Balas de plata

Amar el baloncesto

Es un deporte en el que, como en la vida, donde más se aprende es en los momentos bajos. Y te enseña a superarlos, a salir adelante, a esforzarte para mejorar

La imagen fue desoladora. El presidente del San Pablo Burgos, un empresario inmobiliario de cuyo no nombre no quiero acordarme, bajó a la pista tras una derrota y obligó a grito pelado a sus jugadores a que se arrodillaran en medio campo y pidieran perdón a la afición tras haberse consumado su descenso de la Liga Endesa. La fotografía presenta a un tipo bien trajeado señalando el piso al tiempo que berrea con gesto crispado y autoritario. Al ver la imagen pensé: "esto no es baloncesto, esto no es el deporte que amo".

Me sentí mal por los jugadores, pero sobre todo porque ninguno de ellos se plantara ante el inversor -que está unificando los equipos de fútbol, baloncesto y balonmano de Algeciras, según me chivaron no hace mucho- y le dijera que no, que la esclavitud no existe en España, y que no iba a aceptar esa manera de  derivar responsabilidades por su mala gestión deportiva hacia unos profesionales que anímicamente estaban destrozados en ese preciso momento. Claro, hay que ser comprensivo con ellos. Los cogería en un momento de debilidad y tristeza, se verían forzados por la presión. ¿Qué dirían los socios si alguno se hubiera negado a la genuflexión? Seguramente se habría señalado para siempre. No voy a cargar las tintas contra los jugadores, que bastante tuvieron ya con esa situación tan ridícula y vergonzantes. Pero eso no es baloncesto.

Baloncesto es Laia Palau retirándose tras toda una carrera de éxitos, a los 42 años, habiendo sido ejemplo para dos o tres generaciones de jugadoras y aficionadas. O el jovencísimo Luka Doncic, que dejó el Real Madrid para romper los esquemas de una NBA loca por el triple, gracias a Stephen Curry. Baloncesto es también Richi González Dávila, entrenador emigrante, siempre dispuesto a ofrecer un buen comentario analítico, un vídeo interesante, el maravilloso don del pase. Baloncesto es Kobe Bryant convertido en leyenda. Ellos sí son el deporte que amo.
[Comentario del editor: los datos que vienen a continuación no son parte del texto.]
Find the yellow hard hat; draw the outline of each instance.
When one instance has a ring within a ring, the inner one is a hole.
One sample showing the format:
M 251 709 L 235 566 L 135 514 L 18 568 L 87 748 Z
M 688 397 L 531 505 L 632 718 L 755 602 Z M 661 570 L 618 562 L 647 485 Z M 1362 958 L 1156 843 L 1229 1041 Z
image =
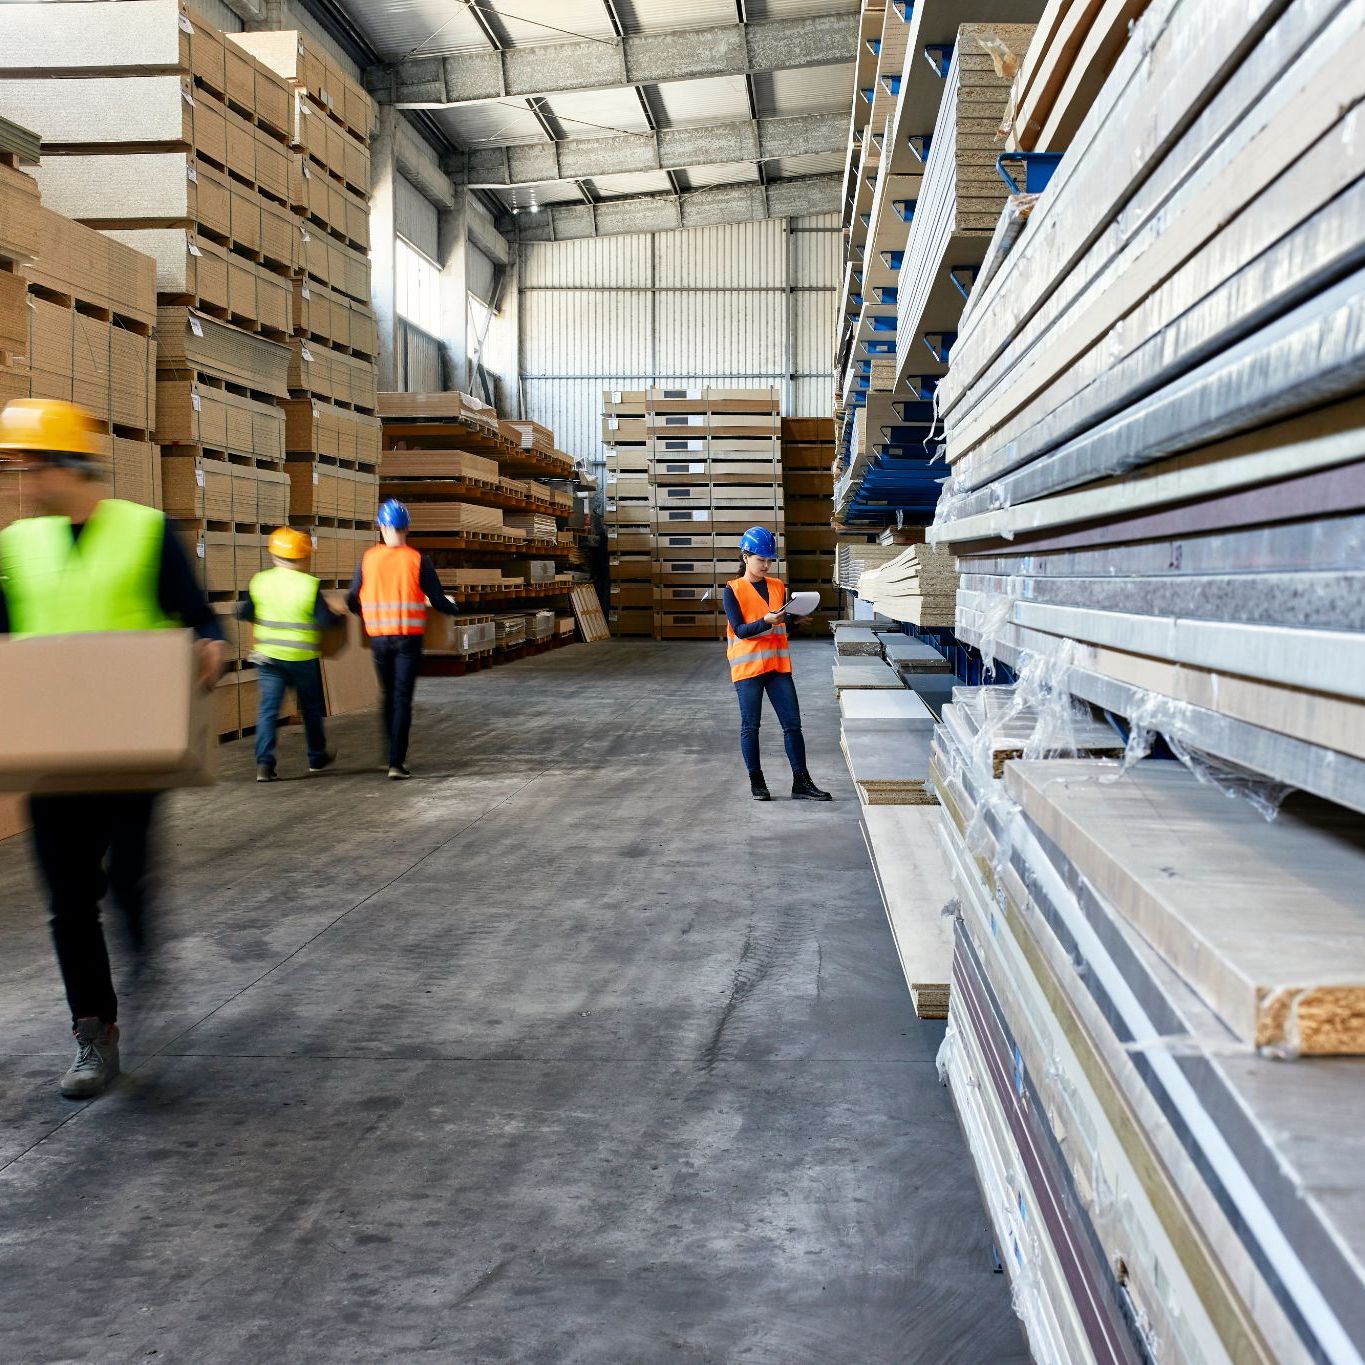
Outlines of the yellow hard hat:
M 60 398 L 13 398 L 0 410 L 0 455 L 98 455 L 100 435 L 84 408 Z
M 313 553 L 313 542 L 305 532 L 281 526 L 270 533 L 270 553 L 276 559 L 307 559 Z

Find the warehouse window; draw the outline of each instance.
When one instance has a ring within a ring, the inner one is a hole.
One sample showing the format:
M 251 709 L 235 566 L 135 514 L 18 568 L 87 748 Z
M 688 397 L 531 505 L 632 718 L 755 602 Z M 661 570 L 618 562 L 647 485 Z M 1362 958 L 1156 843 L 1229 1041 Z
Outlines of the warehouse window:
M 411 242 L 398 239 L 394 259 L 394 306 L 432 336 L 441 335 L 441 267 Z

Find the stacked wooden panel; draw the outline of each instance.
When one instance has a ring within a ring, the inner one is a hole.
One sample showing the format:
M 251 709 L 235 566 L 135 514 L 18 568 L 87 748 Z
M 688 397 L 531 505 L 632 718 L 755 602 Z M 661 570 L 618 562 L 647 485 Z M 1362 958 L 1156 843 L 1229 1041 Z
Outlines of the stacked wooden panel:
M 603 406 L 613 629 L 713 640 L 740 537 L 784 541 L 777 390 L 616 390 Z
M 1039 1359 L 1365 1353 L 1362 33 L 1152 0 L 938 387 L 1019 671 L 935 755 L 944 1061 Z
M 40 203 L 34 175 L 0 153 L 0 404 L 62 398 L 100 426 L 114 492 L 157 506 L 155 267 Z M 5 480 L 0 517 L 26 508 Z
M 602 395 L 608 621 L 613 635 L 645 638 L 654 634 L 655 563 L 647 405 L 644 389 L 608 389 Z M 678 532 L 676 539 L 673 548 L 684 555 L 709 555 L 714 540 L 700 532 Z
M 349 577 L 378 499 L 380 424 L 370 307 L 370 152 L 374 105 L 307 35 L 234 33 L 289 93 L 291 280 L 284 403 L 290 520 L 317 545 L 320 576 Z
M 499 422 L 461 393 L 381 393 L 379 412 L 380 494 L 407 505 L 411 543 L 431 554 L 462 608 L 453 625 L 433 626 L 440 632 L 428 640 L 433 668 L 463 669 L 485 656 L 503 662 L 548 647 L 554 609 L 569 614 L 571 591 L 581 586 L 564 567 L 576 542 L 560 534 L 576 471 L 555 449 L 554 433 L 534 422 Z
M 834 423 L 828 417 L 782 419 L 782 492 L 787 573 L 793 591 L 817 589 L 820 610 L 802 629 L 825 634 L 838 613 L 834 585 Z

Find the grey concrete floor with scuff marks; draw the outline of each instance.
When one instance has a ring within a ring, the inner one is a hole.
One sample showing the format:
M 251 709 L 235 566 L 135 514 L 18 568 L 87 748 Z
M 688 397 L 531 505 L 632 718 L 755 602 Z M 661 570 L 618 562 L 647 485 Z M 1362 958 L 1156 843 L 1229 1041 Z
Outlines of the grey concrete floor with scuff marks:
M 230 746 L 165 802 L 159 965 L 90 1104 L 0 844 L 0 1360 L 1027 1359 L 831 659 L 796 646 L 832 806 L 786 799 L 771 712 L 750 801 L 708 644 L 424 679 L 409 783 L 368 716 L 324 776 Z

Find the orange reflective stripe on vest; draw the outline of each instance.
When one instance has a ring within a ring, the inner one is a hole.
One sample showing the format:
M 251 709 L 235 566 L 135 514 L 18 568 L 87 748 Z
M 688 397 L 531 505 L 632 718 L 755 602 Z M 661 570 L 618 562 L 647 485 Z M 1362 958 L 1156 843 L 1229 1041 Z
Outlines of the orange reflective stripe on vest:
M 758 589 L 747 578 L 732 578 L 726 586 L 735 595 L 739 609 L 747 625 L 751 621 L 761 621 L 770 611 L 776 611 L 787 600 L 787 590 L 780 578 L 765 580 L 768 584 L 768 600 L 765 602 Z M 730 624 L 725 626 L 729 646 L 725 657 L 730 660 L 730 681 L 742 682 L 745 678 L 757 678 L 764 673 L 790 673 L 791 655 L 787 651 L 787 627 L 785 624 L 773 626 L 762 635 L 741 640 Z
M 407 545 L 372 545 L 360 561 L 360 616 L 367 635 L 420 635 L 427 626 L 422 556 Z

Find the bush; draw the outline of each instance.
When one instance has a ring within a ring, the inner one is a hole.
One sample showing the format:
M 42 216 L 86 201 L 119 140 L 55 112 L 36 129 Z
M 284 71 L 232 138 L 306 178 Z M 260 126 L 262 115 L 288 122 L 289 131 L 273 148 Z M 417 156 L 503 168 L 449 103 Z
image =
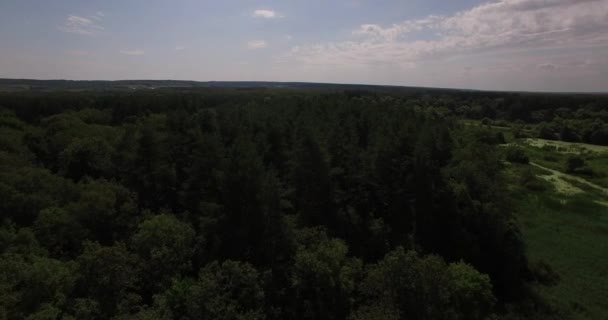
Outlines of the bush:
M 509 123 L 504 120 L 495 120 L 494 125 L 497 127 L 509 127 Z
M 578 136 L 576 131 L 571 129 L 568 126 L 562 127 L 562 130 L 559 133 L 559 139 L 567 142 L 579 142 L 581 138 Z
M 544 145 L 541 149 L 543 149 L 544 151 L 557 151 L 556 146 L 549 144 Z
M 504 144 L 507 142 L 505 139 L 505 135 L 500 131 L 496 132 L 496 142 L 498 144 Z
M 558 158 L 552 154 L 545 154 L 545 155 L 543 155 L 543 160 L 557 162 Z
M 585 165 L 585 160 L 581 157 L 570 156 L 566 159 L 566 172 L 573 173 L 577 169 L 582 168 Z
M 534 280 L 546 286 L 556 285 L 560 279 L 559 274 L 544 260 L 532 263 L 530 265 L 530 272 L 532 273 Z
M 541 139 L 555 140 L 556 133 L 546 123 L 541 123 L 538 126 L 538 137 Z
M 528 162 L 530 162 L 528 155 L 526 155 L 523 149 L 518 147 L 509 147 L 506 151 L 505 158 L 507 161 L 513 163 L 528 164 Z
M 530 168 L 524 170 L 520 177 L 520 183 L 530 191 L 544 191 L 545 185 L 534 175 Z
M 575 172 L 586 176 L 595 176 L 595 172 L 589 166 L 580 167 Z

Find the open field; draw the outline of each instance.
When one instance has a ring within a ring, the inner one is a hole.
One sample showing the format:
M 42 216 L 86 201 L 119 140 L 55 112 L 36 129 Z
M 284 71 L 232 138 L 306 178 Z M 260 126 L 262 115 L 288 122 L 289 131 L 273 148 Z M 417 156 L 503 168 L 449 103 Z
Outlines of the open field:
M 589 182 L 583 178 L 546 168 L 534 162 L 531 162 L 530 165 L 550 172 L 548 175 L 539 175 L 538 177 L 551 182 L 558 193 L 563 193 L 566 195 L 584 193 L 585 191 L 583 189 L 576 186 L 576 184 L 582 184 L 593 189 L 594 191 L 601 193 L 604 196 L 608 196 L 608 188 L 598 186 L 597 184 Z
M 608 147 L 544 139 L 520 139 L 509 143 L 523 148 L 531 161 L 545 168 L 563 172 L 566 160 L 577 156 L 584 160 L 592 174 L 574 173 L 602 188 L 608 188 Z
M 608 319 L 605 178 L 563 172 L 567 155 L 583 156 L 594 171 L 603 170 L 608 165 L 608 148 L 540 139 L 515 144 L 524 148 L 531 162 L 508 169 L 530 261 L 548 262 L 560 276 L 555 286 L 539 285 L 537 292 L 569 318 Z M 517 179 L 524 170 L 532 170 L 544 190 L 522 187 Z
M 546 140 L 538 138 L 528 138 L 524 142 L 532 147 L 550 147 L 560 153 L 581 154 L 581 153 L 608 153 L 608 146 L 598 146 L 580 142 L 565 142 L 556 140 Z

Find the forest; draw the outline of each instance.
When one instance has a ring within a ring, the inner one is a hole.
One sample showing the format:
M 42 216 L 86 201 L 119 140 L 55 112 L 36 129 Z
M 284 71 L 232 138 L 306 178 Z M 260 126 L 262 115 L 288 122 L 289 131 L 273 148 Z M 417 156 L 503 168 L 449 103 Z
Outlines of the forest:
M 390 87 L 0 92 L 0 319 L 572 316 L 543 295 L 560 275 L 518 216 L 516 191 L 549 188 L 527 164 L 539 151 L 509 142 L 608 145 L 606 107 Z M 563 161 L 601 185 L 594 159 Z

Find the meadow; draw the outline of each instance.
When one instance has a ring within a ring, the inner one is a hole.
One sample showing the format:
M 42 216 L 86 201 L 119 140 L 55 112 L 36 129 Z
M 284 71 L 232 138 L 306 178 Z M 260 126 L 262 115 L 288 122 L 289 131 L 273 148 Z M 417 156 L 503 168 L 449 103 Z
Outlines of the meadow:
M 534 290 L 564 317 L 608 319 L 608 194 L 601 188 L 608 180 L 564 172 L 567 157 L 576 155 L 603 174 L 608 148 L 542 139 L 510 144 L 530 159 L 507 166 L 530 264 L 549 265 L 558 275 L 552 285 Z

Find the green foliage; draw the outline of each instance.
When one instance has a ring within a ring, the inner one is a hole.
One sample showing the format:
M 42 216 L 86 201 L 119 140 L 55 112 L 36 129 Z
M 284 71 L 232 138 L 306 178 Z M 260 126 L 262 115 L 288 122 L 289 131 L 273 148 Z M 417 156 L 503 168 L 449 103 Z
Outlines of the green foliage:
M 496 302 L 490 277 L 462 261 L 448 265 L 448 277 L 456 318 L 489 318 Z
M 98 137 L 75 139 L 59 155 L 59 168 L 65 176 L 74 180 L 84 176 L 108 176 L 112 153 L 108 142 Z
M 86 180 L 78 184 L 77 201 L 66 206 L 78 222 L 104 245 L 124 240 L 135 225 L 136 203 L 122 185 L 106 180 Z
M 107 318 L 117 311 L 129 310 L 141 300 L 136 290 L 142 271 L 137 256 L 125 245 L 102 247 L 86 242 L 76 262 L 77 293 L 81 297 L 74 306 L 74 315 L 86 318 Z
M 526 152 L 522 148 L 518 147 L 507 147 L 505 150 L 505 159 L 513 163 L 527 164 L 530 162 L 530 158 L 528 158 Z
M 208 264 L 197 280 L 175 280 L 155 306 L 160 319 L 265 319 L 258 272 L 230 260 Z
M 518 175 L 515 171 L 513 179 Z M 596 201 L 604 197 L 587 190 L 576 195 L 553 188 L 531 192 L 522 190 L 518 180 L 510 184 L 531 261 L 530 277 L 537 283 L 532 287 L 537 296 L 513 319 L 601 319 L 606 314 L 603 270 L 608 263 L 601 252 L 608 243 L 608 223 L 606 207 Z
M 160 214 L 141 222 L 131 239 L 142 261 L 142 272 L 150 290 L 166 288 L 171 278 L 191 270 L 194 230 L 175 216 Z
M 603 139 L 605 120 L 581 125 L 601 110 L 543 99 L 2 93 L 0 317 L 491 317 L 535 280 L 506 197 L 503 169 L 523 167 L 498 150 L 506 121 L 516 136 L 545 121 L 554 136 Z
M 75 257 L 81 252 L 82 241 L 89 237 L 77 218 L 62 208 L 50 207 L 40 211 L 33 226 L 36 238 L 54 257 Z
M 66 307 L 74 280 L 72 263 L 4 253 L 0 256 L 0 315 L 6 319 L 54 315 L 57 307 Z
M 311 133 L 305 133 L 297 149 L 294 169 L 295 204 L 305 224 L 332 225 L 331 184 L 325 156 Z
M 560 280 L 559 274 L 544 260 L 531 264 L 530 272 L 534 275 L 536 281 L 544 285 L 555 285 Z
M 578 156 L 570 156 L 566 159 L 566 172 L 572 173 L 581 169 L 585 165 L 585 160 Z
M 526 168 L 522 171 L 519 182 L 522 186 L 531 191 L 543 191 L 546 189 L 545 184 L 536 177 L 530 168 Z
M 352 308 L 351 297 L 361 273 L 361 261 L 347 256 L 348 247 L 320 229 L 298 235 L 292 285 L 297 319 L 342 319 Z
M 373 265 L 361 285 L 363 307 L 355 319 L 378 314 L 408 319 L 487 319 L 495 298 L 487 275 L 458 262 L 419 257 L 403 248 Z M 378 306 L 382 306 L 378 308 Z

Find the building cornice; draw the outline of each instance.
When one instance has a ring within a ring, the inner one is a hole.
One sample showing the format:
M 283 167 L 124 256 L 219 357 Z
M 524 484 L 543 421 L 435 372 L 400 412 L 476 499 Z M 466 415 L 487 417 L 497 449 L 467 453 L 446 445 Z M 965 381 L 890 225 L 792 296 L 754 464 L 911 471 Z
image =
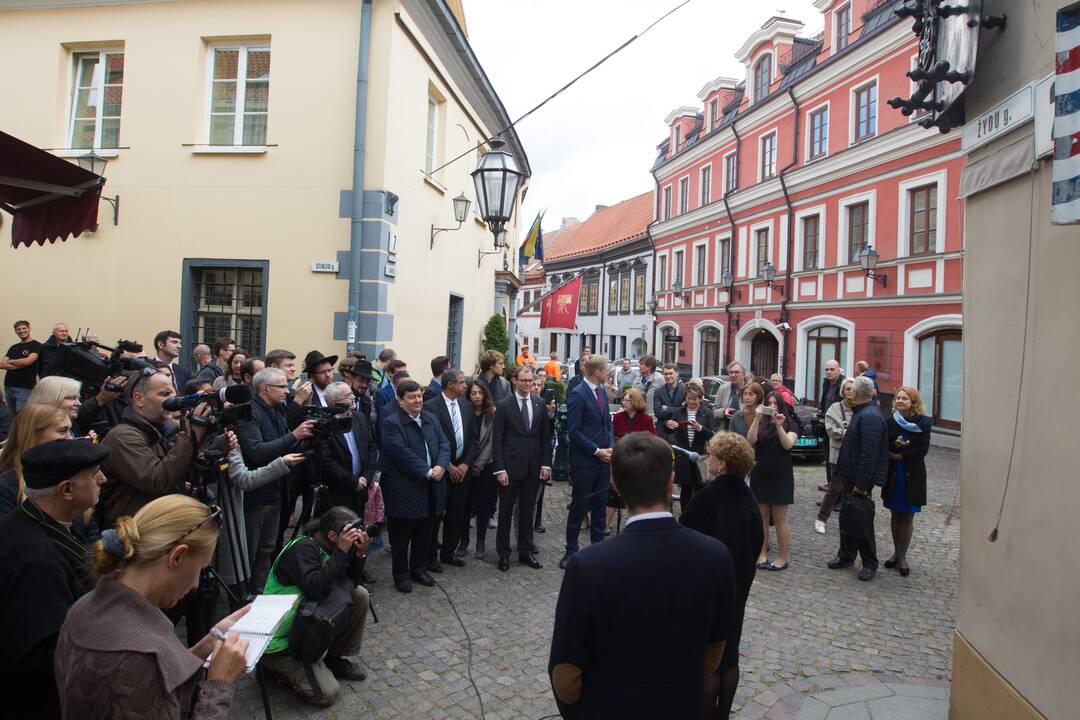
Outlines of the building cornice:
M 705 98 L 712 95 L 717 90 L 734 90 L 735 86 L 739 84 L 739 81 L 735 78 L 729 78 L 720 76 L 715 80 L 705 83 L 705 87 L 701 88 L 698 92 L 698 100 L 705 102 Z
M 690 107 L 689 105 L 682 105 L 681 107 L 677 107 L 668 113 L 668 116 L 664 118 L 664 124 L 670 125 L 681 117 L 696 118 L 697 114 L 697 108 Z
M 798 20 L 789 20 L 782 17 L 771 17 L 768 21 L 757 31 L 754 32 L 743 46 L 735 53 L 735 59 L 739 62 L 746 62 L 747 58 L 757 49 L 758 45 L 769 40 L 775 40 L 777 37 L 794 36 L 803 29 L 803 23 Z

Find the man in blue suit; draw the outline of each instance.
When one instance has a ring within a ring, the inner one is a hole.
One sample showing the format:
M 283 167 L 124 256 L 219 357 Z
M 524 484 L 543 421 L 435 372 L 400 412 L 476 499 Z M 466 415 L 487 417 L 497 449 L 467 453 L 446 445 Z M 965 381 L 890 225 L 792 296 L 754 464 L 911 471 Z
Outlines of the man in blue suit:
M 571 558 L 555 606 L 548 673 L 564 718 L 703 717 L 737 614 L 735 570 L 722 542 L 668 512 L 672 454 L 650 433 L 615 447 L 626 530 Z
M 180 333 L 175 330 L 162 330 L 154 336 L 154 350 L 157 359 L 169 366 L 172 370 L 173 387 L 177 395 L 183 395 L 184 386 L 191 379 L 191 370 L 184 367 L 177 360 L 183 351 L 183 340 Z
M 603 355 L 581 360 L 582 382 L 566 398 L 566 432 L 570 436 L 570 513 L 566 518 L 566 554 L 559 567 L 566 569 L 578 551 L 578 532 L 585 511 L 590 513 L 589 540 L 604 539 L 608 486 L 611 484 L 611 426 L 604 380 L 608 361 Z
M 450 441 L 424 410 L 424 389 L 413 380 L 397 386 L 398 408 L 382 419 L 383 500 L 389 519 L 394 587 L 412 592 L 410 578 L 431 587 L 428 574 L 435 516 L 446 506 Z

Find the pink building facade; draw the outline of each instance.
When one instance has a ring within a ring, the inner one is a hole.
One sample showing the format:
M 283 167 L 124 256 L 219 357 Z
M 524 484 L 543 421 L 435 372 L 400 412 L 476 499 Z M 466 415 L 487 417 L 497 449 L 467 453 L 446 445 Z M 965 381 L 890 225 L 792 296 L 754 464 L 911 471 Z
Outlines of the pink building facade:
M 745 77 L 668 116 L 655 346 L 695 376 L 734 360 L 779 372 L 811 402 L 828 360 L 849 375 L 865 360 L 883 393 L 918 387 L 936 427 L 959 431 L 963 158 L 958 134 L 887 105 L 910 94 L 918 53 L 896 4 L 815 0 L 815 38 L 770 18 L 735 55 Z

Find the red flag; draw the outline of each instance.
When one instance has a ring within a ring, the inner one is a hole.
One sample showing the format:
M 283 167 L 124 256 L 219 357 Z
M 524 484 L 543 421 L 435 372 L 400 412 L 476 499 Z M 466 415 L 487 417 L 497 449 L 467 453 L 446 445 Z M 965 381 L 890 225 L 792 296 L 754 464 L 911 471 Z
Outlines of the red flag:
M 557 290 L 548 293 L 540 305 L 540 327 L 573 330 L 577 324 L 578 295 L 580 293 L 580 275 Z

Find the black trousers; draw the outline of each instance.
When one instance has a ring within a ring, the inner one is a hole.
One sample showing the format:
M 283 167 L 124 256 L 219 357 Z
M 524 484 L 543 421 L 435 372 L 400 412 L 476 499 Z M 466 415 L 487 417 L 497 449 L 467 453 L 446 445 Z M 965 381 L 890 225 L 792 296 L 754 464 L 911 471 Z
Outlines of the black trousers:
M 518 508 L 518 556 L 537 551 L 533 543 L 533 517 L 539 485 L 539 477 L 510 478 L 505 487 L 499 485 L 499 528 L 495 534 L 495 550 L 500 556 L 510 554 L 510 526 L 513 524 L 514 503 L 517 503 Z
M 488 521 L 495 517 L 495 503 L 499 498 L 499 483 L 495 482 L 495 474 L 491 472 L 489 464 L 480 474 L 472 478 L 472 492 L 469 495 L 469 503 L 472 506 L 470 515 L 476 514 L 476 539 L 487 541 Z M 469 526 L 466 522 L 465 544 L 469 544 Z
M 547 483 L 541 482 L 539 489 L 536 491 L 536 527 L 543 527 L 544 523 L 544 490 L 547 489 Z
M 443 517 L 441 557 L 450 557 L 454 550 L 457 549 L 458 543 L 468 532 L 473 479 L 468 473 L 465 473 L 465 477 L 459 483 L 451 482 L 449 476 L 444 478 L 446 482 L 446 515 Z
M 855 562 L 862 557 L 862 566 L 877 570 L 877 540 L 874 538 L 874 501 L 869 495 L 855 495 L 854 484 L 844 483 L 844 507 L 840 510 L 840 550 L 836 557 L 843 562 Z
M 431 533 L 434 529 L 433 518 L 421 520 L 389 521 L 390 556 L 393 559 L 394 578 L 401 578 L 410 573 L 427 571 L 431 557 Z

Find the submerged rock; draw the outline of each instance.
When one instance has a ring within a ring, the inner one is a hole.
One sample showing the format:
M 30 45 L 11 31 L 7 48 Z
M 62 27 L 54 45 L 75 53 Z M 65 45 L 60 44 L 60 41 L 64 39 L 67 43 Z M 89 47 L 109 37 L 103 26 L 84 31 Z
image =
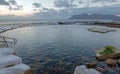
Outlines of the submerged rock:
M 106 63 L 110 66 L 115 66 L 116 65 L 116 60 L 114 59 L 107 59 Z
M 88 63 L 88 64 L 87 64 L 87 68 L 95 68 L 96 65 L 97 65 L 96 62 Z
M 109 28 L 91 27 L 91 28 L 88 28 L 88 31 L 98 32 L 98 33 L 107 33 L 107 32 L 115 32 L 116 30 L 109 29 Z

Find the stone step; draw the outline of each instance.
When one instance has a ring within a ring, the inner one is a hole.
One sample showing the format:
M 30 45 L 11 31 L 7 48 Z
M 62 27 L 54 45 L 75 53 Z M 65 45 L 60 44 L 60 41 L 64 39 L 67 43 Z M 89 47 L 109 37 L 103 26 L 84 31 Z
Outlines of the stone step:
M 32 74 L 32 73 L 30 71 L 29 66 L 21 63 L 12 67 L 1 69 L 0 74 Z
M 0 69 L 22 63 L 22 59 L 15 55 L 0 57 Z

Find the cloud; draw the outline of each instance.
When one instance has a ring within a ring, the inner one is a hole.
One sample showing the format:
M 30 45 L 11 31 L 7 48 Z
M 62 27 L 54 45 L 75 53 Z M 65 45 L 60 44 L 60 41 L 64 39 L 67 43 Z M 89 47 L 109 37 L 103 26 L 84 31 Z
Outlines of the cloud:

Hablamos de un deporte gregario y comunitario donde mejores y peores conviven con un fin único en el interior de una colmena humana y perfecta. Michael Jordan nos enseñó que un jugador estelar que anotara 35 puntos por partido no era nadie en playoffs sin unos compañeros que le pusieran los bloqueos, que defendieran hasta la extenuación, que anotaran en los momentos decisivos. Esa es la magia del basket: el esfuerzo colectivo genera milagros, remontadas, éxitos y victorias. Y derrotas.

Baloncesto es también verse superado en el uno contra uno, en el cinco contra cinco, con la pizarra ajena. Baloncesto es perder y aprender, superar la frustración con elegancia y valentía, la justa para marcarse el objetivo de la revancha. Es un deporte en el que, como en la vida, donde más se aprende es en los momentos bajos. Y te enseña a superarlos, a salir adelante, a esforzarte para mejorar.

Para mí es el deporte perfecto y he tenido la suerte y el privilegio de disfrutar de los múltiples éxitos que ha ofrecido la disciplina en España, en todos los niveles competitivos nacionales e internacionales. Tras años de descalabros, eso sí. Por eso hemos de tener cuidado con estos inversores procedentes de otros lugares, de otros deportes. Ellos no aman el baloncesto. Para ellos no una religión del corazón, sino sólo otra promoción de viviendas. Y sus jugadores, meros instrumentos desechables. Gente como esta sobra en el baloncesto, intentemos no dejarla entrar.